Em Salamanca fazia frio naquela noite. O hotel, situado próximo do centro velho, facilitou a tentação de ir jantar na Praça Maior, verdadeira jóia arquitetônica. A hora era avançada, as ruas poucos transitadas, mas os monumentos iluminados –sempre efeitos luminosos muito bem conseguidos- nos deram as boas vindas, de modo aconchegante. Na Praça Maior, numa taverna, acabamos o dia na frente de uma tábua de Ibéricos (qualidade muito superior, os produtos ibéricos de Salamanca) acompanhados de uma garrafa de Ribeira del Duero, um ótimo vinho da região.

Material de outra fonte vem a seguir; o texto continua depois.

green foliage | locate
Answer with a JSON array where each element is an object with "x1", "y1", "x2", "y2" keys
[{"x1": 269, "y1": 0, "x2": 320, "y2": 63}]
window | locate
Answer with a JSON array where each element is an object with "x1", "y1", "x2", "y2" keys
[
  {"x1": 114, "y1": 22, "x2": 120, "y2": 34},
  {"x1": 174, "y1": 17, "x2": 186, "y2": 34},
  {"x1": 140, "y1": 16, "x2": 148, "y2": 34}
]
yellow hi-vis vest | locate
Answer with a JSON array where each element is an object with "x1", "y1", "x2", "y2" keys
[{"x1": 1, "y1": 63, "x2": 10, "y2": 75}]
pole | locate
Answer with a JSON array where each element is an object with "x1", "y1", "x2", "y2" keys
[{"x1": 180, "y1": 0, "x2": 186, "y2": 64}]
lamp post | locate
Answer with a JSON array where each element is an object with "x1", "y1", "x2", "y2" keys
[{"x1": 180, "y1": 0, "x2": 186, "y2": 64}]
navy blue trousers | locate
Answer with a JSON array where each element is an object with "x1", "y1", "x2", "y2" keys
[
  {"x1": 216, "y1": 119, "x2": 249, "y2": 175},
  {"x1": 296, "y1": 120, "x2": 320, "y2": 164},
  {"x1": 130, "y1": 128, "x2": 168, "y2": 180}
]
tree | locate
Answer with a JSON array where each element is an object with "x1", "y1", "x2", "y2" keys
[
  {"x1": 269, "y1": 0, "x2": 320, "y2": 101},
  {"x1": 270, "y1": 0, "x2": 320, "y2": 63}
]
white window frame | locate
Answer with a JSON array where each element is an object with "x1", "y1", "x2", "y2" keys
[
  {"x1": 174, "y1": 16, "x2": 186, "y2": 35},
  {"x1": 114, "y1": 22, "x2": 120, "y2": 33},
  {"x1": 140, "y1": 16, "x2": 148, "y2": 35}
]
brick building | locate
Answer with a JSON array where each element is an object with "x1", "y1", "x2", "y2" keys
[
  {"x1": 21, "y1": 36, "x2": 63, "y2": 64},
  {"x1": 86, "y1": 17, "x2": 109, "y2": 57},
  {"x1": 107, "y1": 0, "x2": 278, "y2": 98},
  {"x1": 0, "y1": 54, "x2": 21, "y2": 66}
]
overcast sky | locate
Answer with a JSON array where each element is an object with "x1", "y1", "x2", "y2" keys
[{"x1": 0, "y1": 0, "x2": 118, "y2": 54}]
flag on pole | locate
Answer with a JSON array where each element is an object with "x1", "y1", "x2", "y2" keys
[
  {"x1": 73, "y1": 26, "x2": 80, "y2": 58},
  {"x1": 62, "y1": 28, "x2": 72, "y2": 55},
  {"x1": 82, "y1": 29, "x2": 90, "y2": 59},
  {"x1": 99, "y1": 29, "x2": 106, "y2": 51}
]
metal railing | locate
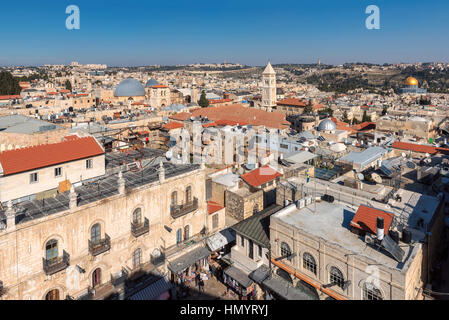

Na manhã seguinte regressamos à Praça Maior e, percorremos todos os medalhões que estão situados junto das arcadas, o que nos proporcionou uma viagem de mais de uma hora pela história de Espanha. Lá se encontram os reis – da casa de Áustria, de Bourbon-, os conquistadores e generais –Cortés, Pizarro, El Gran Capitán- os intelectuais –Unamuno, Santa Teresa- e muitas outras figuras que ilustraram nosso passeio histórico que acabou com um café na própria praça.

Dirigimo-nos até a Universidade, uma das três primeiras universidades européias fundada no século XIII. Contemplamos a famosa fachada da Universidade, que albergou intelectuais importantíssimos da cultura espanhola, como Miguel de Unamuno (que foi reitor) e Fray Luis de León, cuja estátua está de frente à fachada. Foi Fray Luis quem, depois de permanecer um bom período preso pela inquisição, quando liberado regressou ao claustro acadêmico para reiniciar suas aulas. Todos os alunos esperavam comentários e crítica sobre a sua prisão, mas o insigne professor iniciou a sua aula com a célebre frase: “Como dizíamos ontem….” e continuou como se nada tivesse acontecido nem interrompido sua tarefa docente.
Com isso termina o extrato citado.